Cooking & Recipes
Wild rice is not a grain, but the seed of a native North American long-grain marsh grass. Hailing from the Great Lakes (though now mainly produced in California and Minnesota in flooded paddy fields), wild rice was once a staple of Native American cultures, such as the Algonquin, Ojibwa, Dakota, Winnebago, Sioux and Chippewa tribes, to whom this "good berry" was extremely valuable come long, harsh winters.
Its distinctive nutty flavor, chewy texture and purplish hue pair well with the earthy, autumnal flavors and colors of harvest-time foods. For a subtler flavor, some like to blend wild rice with brown rice in dishes such as stuffings and pilafs. Nutritionally, wild rice is as robust as the flavors it imparts; it contains almost twice the protein and fiber as brown rice, and is also high in B vitamins, manganese, zinc, potassium, phosphorous and magnesium, while being relatively low in calories.

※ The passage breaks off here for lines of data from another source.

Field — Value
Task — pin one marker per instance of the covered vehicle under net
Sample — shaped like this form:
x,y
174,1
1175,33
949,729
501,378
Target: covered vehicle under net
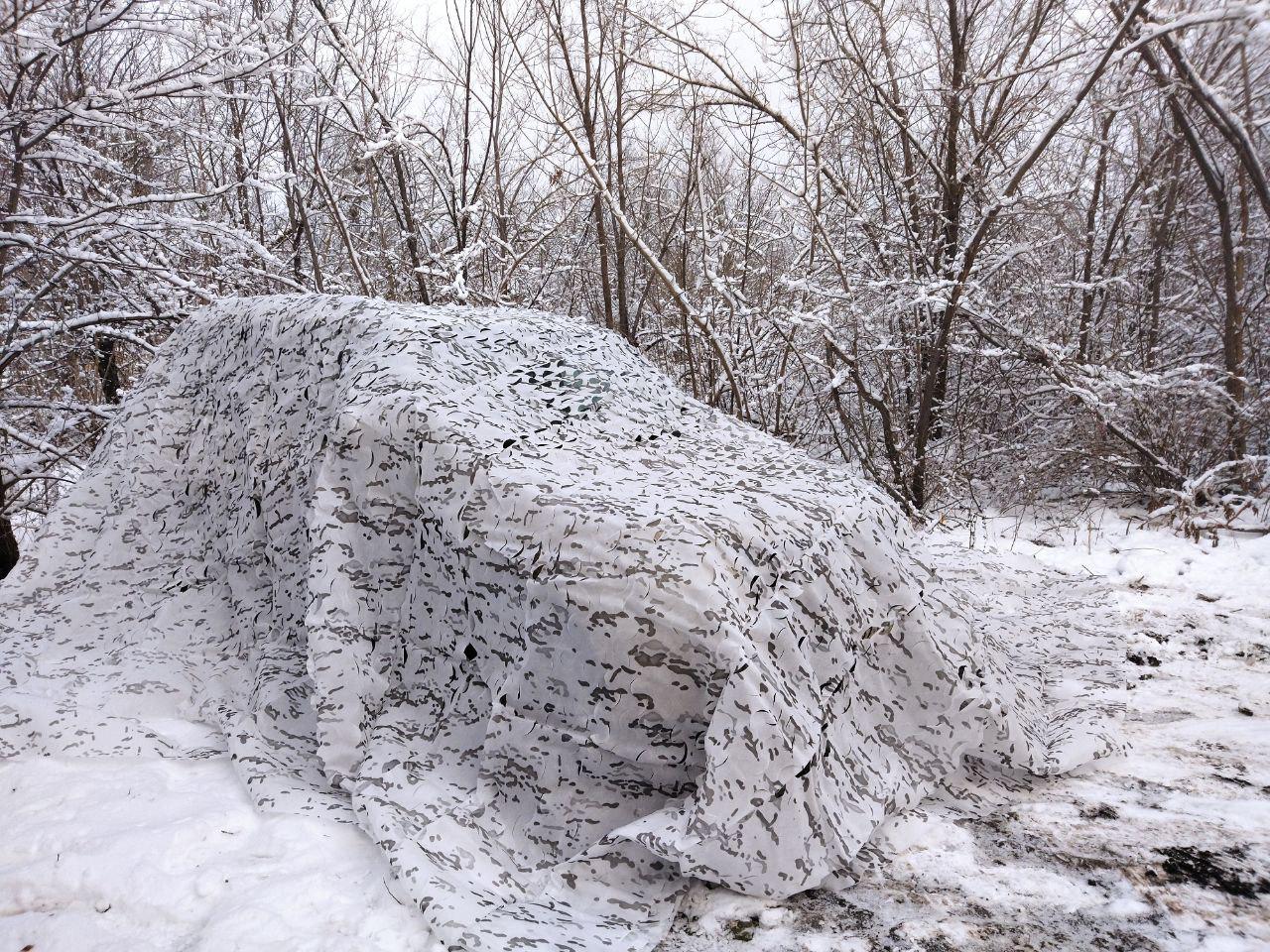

Wild rice is often scarified (meaning the surface of the outer bran is mechanically scratched), a process that lessens cooking time without lowering nutritional value, as polishing grain does (i.e. white rice). Wild rice is gluten-free. Avoid boxed wild rice mixes - in addition to being less fresh, the additives can contain traces of gluten. Wild rice keeps almost indefinitely if stored properly in a cool, dry, dark place.
Cooking time: 50-60 minutes
Liquid per cup of grain: 3 cups
How to cook wild rice: Place wild rice and water in a pot and bring to a boil. Reduce heat, cover and simmer for up to an hour. Fluff with a fork before serving.